Ahh, did find it, I posted it to THIS THREAD, msg 30:

 

[USB device attached] The USB storage device WD 10EADS External (USB_ROUTER) is attached to the rou Friday, Apr 20,2018 15:42:07
[USB device detached] The USB storage device WD 10EADS External (USB_ROUTER) is removed from the ro Friday, Apr 20,2018 15:41:41

 

'ro' should be router.

 

There are other entries there with the other errors in the  message, like in message 22:

 

[USB device attached] The USB storage device WD 10EADS External (USB_ROUTER) is attached to the  Wednesday, Apr 18,2018 10:15:07
[USB device detached] The USB storage device WD 10EADS External (USB_ROUTER) is removed from the Wednesday, Apr 18,2018 10:14:53

 

'router' missing in both.

 

It seems since I rebooted that hasn't happened again (corruption I mean as I have many messages like the above in logs from later dates).

Message 3 of 9
schumaku
Guru

Re: Routers dropping characters in their log file?

@IrvS wrote:

 

...

I've always seen near other entries seconds apart, so I attributed them to the router being busy?

 

[USB device attached] The USB storage device WD 10EADS External (USB_ROUTER) is attached to the rou Friday, Apr 20,2018 15:42:07
[USB device detached] The USB storage device WD 10EADS External (USB_ROUTER) is removed from the ro Friday, Apr 20,2018 15:41:41

 

'ro' should be router.

 

There are other entries there with the other errors in the  message, like in message 22:

 

[USB device attached] The USB storage device WD 10EADS External (USB_ROUTER) is attached to the  Wednesday, Apr 18,2018 10:15:07
[USB device detached] The USB storage device WD 10EADS External (USB_ROUTER) is removed from the Wednesday, Apr 18,2018 10:14:53

 

'router' missing in both.

 

It seems since I rebooted that hasn't happened again (corruption I mean as I have many messages like the above in logs from later dates).

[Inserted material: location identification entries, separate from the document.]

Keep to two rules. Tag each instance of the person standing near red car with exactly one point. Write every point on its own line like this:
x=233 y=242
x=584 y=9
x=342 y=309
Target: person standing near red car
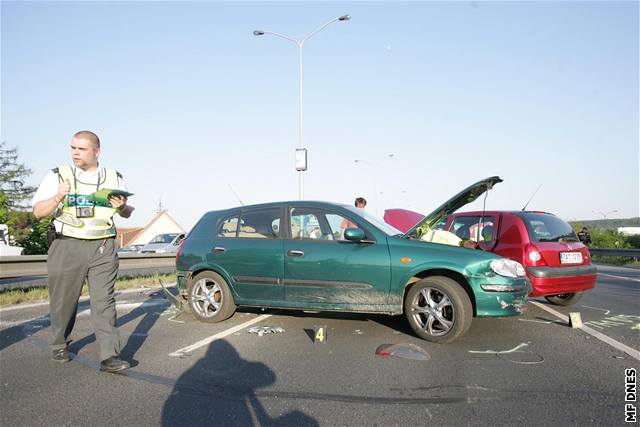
x=359 y=203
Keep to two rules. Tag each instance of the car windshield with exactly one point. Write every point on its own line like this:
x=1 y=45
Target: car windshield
x=544 y=227
x=381 y=225
x=164 y=238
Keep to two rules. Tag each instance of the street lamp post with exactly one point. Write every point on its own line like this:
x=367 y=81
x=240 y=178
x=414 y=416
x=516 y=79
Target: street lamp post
x=375 y=176
x=604 y=215
x=300 y=44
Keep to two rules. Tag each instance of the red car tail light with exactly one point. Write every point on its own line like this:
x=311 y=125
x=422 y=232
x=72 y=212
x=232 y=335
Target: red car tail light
x=532 y=256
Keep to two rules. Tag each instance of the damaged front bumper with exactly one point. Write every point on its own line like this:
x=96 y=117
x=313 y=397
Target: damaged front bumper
x=500 y=296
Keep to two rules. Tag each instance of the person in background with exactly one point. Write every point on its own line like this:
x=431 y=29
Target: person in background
x=84 y=247
x=584 y=236
x=359 y=203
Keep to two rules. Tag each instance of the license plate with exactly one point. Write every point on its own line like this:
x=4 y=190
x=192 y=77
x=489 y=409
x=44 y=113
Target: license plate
x=570 y=257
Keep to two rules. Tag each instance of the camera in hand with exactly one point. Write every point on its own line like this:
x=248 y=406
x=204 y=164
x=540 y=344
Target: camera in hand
x=84 y=211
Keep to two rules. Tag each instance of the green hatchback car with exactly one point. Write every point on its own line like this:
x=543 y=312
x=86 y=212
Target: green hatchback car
x=322 y=256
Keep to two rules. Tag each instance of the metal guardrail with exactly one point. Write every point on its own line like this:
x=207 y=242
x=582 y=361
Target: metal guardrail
x=36 y=265
x=631 y=253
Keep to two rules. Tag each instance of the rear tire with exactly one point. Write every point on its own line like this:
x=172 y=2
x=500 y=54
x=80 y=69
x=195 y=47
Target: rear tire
x=564 y=299
x=210 y=298
x=438 y=309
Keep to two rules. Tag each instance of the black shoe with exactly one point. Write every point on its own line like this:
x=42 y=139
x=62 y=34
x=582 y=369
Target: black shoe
x=113 y=364
x=61 y=355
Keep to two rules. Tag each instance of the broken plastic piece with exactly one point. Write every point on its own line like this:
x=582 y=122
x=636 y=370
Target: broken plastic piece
x=176 y=301
x=262 y=330
x=403 y=351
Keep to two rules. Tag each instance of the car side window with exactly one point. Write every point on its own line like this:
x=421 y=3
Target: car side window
x=228 y=227
x=338 y=224
x=305 y=224
x=260 y=224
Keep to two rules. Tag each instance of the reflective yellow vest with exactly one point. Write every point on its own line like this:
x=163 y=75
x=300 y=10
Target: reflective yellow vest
x=80 y=202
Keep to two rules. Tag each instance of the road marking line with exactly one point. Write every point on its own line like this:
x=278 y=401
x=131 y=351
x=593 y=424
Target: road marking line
x=516 y=348
x=619 y=277
x=212 y=338
x=602 y=337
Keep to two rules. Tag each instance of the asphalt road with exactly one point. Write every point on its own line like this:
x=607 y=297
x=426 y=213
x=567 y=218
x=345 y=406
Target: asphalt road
x=527 y=370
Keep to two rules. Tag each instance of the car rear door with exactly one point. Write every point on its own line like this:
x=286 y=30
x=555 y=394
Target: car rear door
x=250 y=250
x=323 y=271
x=555 y=240
x=479 y=228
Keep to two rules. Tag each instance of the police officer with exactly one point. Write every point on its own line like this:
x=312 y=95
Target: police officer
x=84 y=248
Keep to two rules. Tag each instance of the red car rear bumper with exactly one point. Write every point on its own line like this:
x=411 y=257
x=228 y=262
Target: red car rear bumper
x=561 y=280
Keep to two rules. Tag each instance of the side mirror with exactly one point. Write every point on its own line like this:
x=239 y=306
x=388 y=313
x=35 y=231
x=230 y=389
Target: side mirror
x=354 y=234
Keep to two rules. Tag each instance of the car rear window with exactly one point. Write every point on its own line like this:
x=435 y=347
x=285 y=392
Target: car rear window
x=548 y=228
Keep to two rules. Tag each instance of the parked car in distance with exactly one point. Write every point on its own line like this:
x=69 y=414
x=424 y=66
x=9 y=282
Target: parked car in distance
x=6 y=248
x=130 y=249
x=558 y=264
x=291 y=255
x=163 y=243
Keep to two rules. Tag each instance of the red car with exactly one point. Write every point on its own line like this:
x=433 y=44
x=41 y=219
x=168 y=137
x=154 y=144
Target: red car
x=557 y=263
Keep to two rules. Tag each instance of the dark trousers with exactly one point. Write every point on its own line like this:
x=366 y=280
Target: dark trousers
x=69 y=263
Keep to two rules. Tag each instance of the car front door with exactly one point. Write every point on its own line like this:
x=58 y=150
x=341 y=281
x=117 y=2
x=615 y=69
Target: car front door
x=322 y=270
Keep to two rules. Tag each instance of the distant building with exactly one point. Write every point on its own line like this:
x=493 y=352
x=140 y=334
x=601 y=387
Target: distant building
x=161 y=223
x=629 y=231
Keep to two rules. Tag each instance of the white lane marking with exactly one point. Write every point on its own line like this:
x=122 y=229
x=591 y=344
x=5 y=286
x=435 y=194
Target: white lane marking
x=87 y=311
x=602 y=337
x=547 y=322
x=596 y=308
x=85 y=298
x=212 y=338
x=516 y=348
x=619 y=277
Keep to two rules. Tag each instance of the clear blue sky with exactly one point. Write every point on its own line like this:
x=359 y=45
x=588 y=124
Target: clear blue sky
x=187 y=101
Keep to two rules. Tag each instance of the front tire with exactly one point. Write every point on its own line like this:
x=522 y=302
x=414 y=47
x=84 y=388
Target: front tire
x=210 y=298
x=438 y=309
x=564 y=299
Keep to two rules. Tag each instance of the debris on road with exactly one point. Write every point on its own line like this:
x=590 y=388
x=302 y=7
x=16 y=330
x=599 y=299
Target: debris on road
x=262 y=330
x=403 y=351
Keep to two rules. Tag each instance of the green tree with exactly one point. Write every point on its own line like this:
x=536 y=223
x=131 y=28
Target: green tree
x=26 y=229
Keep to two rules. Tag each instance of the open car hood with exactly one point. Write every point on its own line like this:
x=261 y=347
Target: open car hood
x=464 y=197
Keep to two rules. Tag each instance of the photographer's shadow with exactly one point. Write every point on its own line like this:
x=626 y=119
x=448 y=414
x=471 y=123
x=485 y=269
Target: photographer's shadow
x=220 y=389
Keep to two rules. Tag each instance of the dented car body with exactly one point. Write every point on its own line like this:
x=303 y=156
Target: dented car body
x=324 y=256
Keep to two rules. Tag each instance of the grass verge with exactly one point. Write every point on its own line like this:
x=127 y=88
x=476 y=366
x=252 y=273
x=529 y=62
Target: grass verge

Different from the random character loss, this looks to me more like a systematic truncation - typical (mis-)behaviour of embedded system developers - thinking and desging things in static tables. Let's look at this (and some log entries from my R9000) in fixed pitch text:

 

Fixed width log.PNG

 

Remains the question what is randomly concatenating the name of the external device here, too.

Message 4 of 9
Donth
Aspirant

Re: Routers dropping characters in their log file?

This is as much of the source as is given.